E’ la magnifica ossessione di «un figlio vascello» quella di Anna, quarantenne single che per lavoro scrive sit-com, «ma non famo gli artisti» le ribadisce Niki, la sua capa. E la sua decisione l’ha presa, come un’urgenza dettata dall’epoca che viviamo: «Dov’è stata per tutto questo tempo? Mentre il ritmo della vita continuava a scorrere, cosa si era messa in testa per credere all’infinitezza, all’eternità? Improvvisamente la furia ha la meglio, la necessità di fare in fretta, seguendo un tempo che ora le fa paura perché sembra non più controllabile. Autonomo, le scappa via». Ma la risposta del test di fertilità è chiara: i suoi ovociti hanno deciso che quella roba, perpetuare l’eternità, è troppo fatica. Allora non resta che la fecondazione assistita. Anna pensa che accetterà lo sperma di un donatore ma non l’ovocita di una sconosciuta, no quello no: quella vita che verrà dovrà avere qualcosa della sua famiglia, a cui è molto legata. L’unica donatrice possibile, allora, è la nipote, Fulvia, figlia di sua sorella Lucia.

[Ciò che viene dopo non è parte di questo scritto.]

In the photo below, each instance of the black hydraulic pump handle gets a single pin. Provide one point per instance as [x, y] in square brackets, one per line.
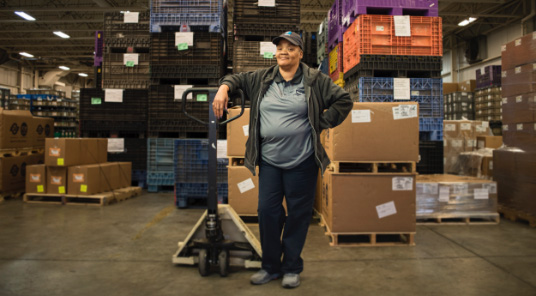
[212, 93]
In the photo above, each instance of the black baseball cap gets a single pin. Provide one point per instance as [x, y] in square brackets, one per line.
[291, 37]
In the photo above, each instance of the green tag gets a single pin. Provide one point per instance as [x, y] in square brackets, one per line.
[202, 97]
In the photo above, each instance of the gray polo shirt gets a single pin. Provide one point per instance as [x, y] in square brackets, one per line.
[286, 133]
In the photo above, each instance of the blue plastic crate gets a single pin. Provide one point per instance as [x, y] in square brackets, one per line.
[428, 92]
[191, 162]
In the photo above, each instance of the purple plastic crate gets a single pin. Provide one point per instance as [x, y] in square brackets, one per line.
[335, 29]
[491, 76]
[352, 8]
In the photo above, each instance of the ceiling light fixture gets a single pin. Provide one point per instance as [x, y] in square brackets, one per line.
[25, 54]
[25, 16]
[466, 22]
[61, 34]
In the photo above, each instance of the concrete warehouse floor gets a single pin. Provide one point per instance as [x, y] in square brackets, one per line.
[126, 249]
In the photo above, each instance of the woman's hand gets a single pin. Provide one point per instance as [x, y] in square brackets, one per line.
[220, 101]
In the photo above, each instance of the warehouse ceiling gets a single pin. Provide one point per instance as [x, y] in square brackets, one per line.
[81, 18]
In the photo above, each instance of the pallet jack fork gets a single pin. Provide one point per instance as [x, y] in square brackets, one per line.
[220, 238]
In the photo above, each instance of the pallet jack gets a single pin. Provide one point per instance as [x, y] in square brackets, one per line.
[220, 238]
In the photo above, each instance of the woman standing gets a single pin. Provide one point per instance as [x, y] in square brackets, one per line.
[290, 105]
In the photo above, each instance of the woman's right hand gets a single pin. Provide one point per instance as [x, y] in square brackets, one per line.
[220, 101]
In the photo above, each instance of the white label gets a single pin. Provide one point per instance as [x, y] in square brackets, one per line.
[444, 194]
[402, 26]
[131, 17]
[221, 149]
[404, 112]
[402, 183]
[179, 90]
[130, 57]
[481, 193]
[465, 126]
[246, 185]
[184, 37]
[490, 187]
[268, 3]
[401, 88]
[456, 143]
[116, 145]
[268, 47]
[113, 95]
[360, 116]
[386, 209]
[450, 127]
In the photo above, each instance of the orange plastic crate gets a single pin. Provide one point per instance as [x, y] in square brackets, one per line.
[375, 34]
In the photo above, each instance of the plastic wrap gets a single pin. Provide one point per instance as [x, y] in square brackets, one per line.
[455, 196]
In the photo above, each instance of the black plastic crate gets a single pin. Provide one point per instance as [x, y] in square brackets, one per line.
[431, 153]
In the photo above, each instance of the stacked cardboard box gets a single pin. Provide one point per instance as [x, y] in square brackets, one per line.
[514, 166]
[354, 202]
[449, 196]
[461, 136]
[77, 167]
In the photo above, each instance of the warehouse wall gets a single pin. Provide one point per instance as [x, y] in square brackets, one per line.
[493, 55]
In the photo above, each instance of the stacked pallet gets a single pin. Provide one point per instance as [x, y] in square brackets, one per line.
[514, 166]
[369, 189]
[390, 57]
[255, 25]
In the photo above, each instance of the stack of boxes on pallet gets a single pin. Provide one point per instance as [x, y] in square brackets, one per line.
[514, 166]
[77, 168]
[369, 189]
[22, 140]
[255, 25]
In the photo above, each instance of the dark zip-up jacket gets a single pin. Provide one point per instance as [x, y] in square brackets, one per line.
[327, 104]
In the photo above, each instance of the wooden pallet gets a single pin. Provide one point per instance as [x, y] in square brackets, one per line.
[373, 167]
[20, 152]
[472, 219]
[517, 215]
[100, 199]
[368, 239]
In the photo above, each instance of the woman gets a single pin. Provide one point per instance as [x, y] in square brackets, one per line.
[290, 105]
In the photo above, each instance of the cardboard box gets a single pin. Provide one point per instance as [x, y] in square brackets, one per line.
[243, 193]
[489, 142]
[43, 128]
[468, 85]
[15, 129]
[57, 180]
[70, 152]
[371, 133]
[36, 178]
[355, 203]
[13, 171]
[237, 132]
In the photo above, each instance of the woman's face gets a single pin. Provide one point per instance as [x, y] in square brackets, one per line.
[288, 54]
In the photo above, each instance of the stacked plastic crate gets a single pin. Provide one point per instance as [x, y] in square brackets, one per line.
[488, 98]
[255, 25]
[393, 53]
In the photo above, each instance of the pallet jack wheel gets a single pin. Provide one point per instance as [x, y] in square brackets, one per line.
[203, 262]
[223, 259]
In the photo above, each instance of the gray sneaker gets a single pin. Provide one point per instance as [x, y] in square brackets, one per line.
[263, 277]
[291, 280]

Fulvia però ha solo 17 anni, e per inciso si trova dall’altra parte del mondo: studia a Hong Kong, in un mondo che non è quell’oriente che vagheggiava ma una gabbia di cemento e tecnologia che piano piano si chiuderà.

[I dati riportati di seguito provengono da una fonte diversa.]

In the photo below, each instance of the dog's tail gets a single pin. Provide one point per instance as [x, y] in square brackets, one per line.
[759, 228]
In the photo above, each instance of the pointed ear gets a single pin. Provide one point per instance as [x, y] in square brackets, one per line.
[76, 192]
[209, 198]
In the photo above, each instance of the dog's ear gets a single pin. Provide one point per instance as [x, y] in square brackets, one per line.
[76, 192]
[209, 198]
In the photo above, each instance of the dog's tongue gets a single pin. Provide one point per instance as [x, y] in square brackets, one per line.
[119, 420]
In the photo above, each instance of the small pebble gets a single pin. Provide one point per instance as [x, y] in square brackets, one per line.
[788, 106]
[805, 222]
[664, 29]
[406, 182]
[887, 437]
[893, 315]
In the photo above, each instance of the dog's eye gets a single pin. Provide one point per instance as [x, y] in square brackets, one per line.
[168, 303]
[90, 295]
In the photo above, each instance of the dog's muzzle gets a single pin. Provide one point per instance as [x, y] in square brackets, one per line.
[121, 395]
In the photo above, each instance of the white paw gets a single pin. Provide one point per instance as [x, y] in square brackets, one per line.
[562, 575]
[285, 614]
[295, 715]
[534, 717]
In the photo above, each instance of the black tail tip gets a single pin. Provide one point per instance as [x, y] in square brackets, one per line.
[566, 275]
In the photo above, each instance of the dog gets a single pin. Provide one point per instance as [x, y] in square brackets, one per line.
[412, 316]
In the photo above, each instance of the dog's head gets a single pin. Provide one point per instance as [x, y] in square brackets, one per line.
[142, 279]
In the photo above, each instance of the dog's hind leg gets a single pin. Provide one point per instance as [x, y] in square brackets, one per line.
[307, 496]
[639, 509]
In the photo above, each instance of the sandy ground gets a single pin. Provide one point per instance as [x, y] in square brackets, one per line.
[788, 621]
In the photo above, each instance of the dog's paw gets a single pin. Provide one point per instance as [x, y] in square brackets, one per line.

“Per non scomparire” (Scritturapura, 16 euro) è il romanzo di esordio di Chiara Laudani, una vita spesa per lavoro da Cagliari a Roma passando per Torino, dove è stata docente alla Holden, scrittrice e sceneggiatrice di serie come “Il giovane Montalbano”, “Tutta colpa di Freud”, “Gente di mare”. Un romanzo d’esordio che dà anche la cifra dell’eleganza della piccola casa editrice attiva fra Torino e Asti. E colpiscono i ritratti non solo di Anna e Fulvia, bensì di tutte le donne di questo romanzo, tra naufraghe aggrappate a una sigaretta elettronica, madri perse nei ricordi, o immagini di sogliole o carpe koi, in un viaggio che trasforma l’egoismo biologico in dono d’amore.